Many if not all writers have a figure who personifies their feelings throughout their writing careers. Often it has been a lost love or someone who inspired such intense emotions that a print was left in their written words.
Despite the style, who expresses feelings in their writing will at times do so in anger, at times disdain, at times sadness and others frustration. Different words, different scenarios affected by the mood but at the end the recurring themes.
Pablo Neruda like many others wrote often about relationships and heartbreaks. One of his best known pieces Twenty Poems and a Song of Despair is one of them. The strength of his passion fueled his creativity and many of his beautiful unforgettable poems came out of that period in his life. Had he not loved and lost, he might not have written as intriguingly.

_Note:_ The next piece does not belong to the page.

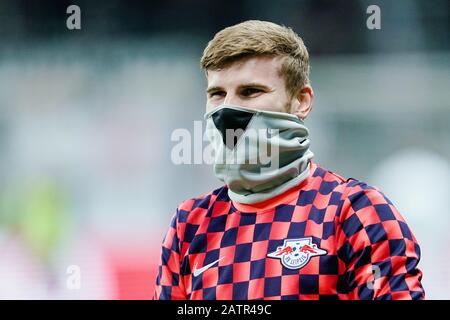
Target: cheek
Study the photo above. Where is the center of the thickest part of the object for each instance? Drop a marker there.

I wonder if It was perhaps easier to immortalize her with his words than it was to let her know what she no longer wanted to hear and I wonder if he ever wished he could remove some of the poems he made public, those where the words elicit the pain of his heart which immortalized his own grief. “I can write the saddest lines tonight….” I wonder if she wished she could remove those poems from the public even if the public never knew who she was.
Anyone inspiring someone’s writing may feel at some point “enough already”. But I would think it is recomforting to know we have been loved than not. Is an apology necessary for having loved so much?
Maybe writers hold on to their story far longer afraid to let go of the last thing they have, the memories.
When the writing refers back to the ones we have loved and more so the ones we hurt without, it is because in spite of it all, a part of them remains.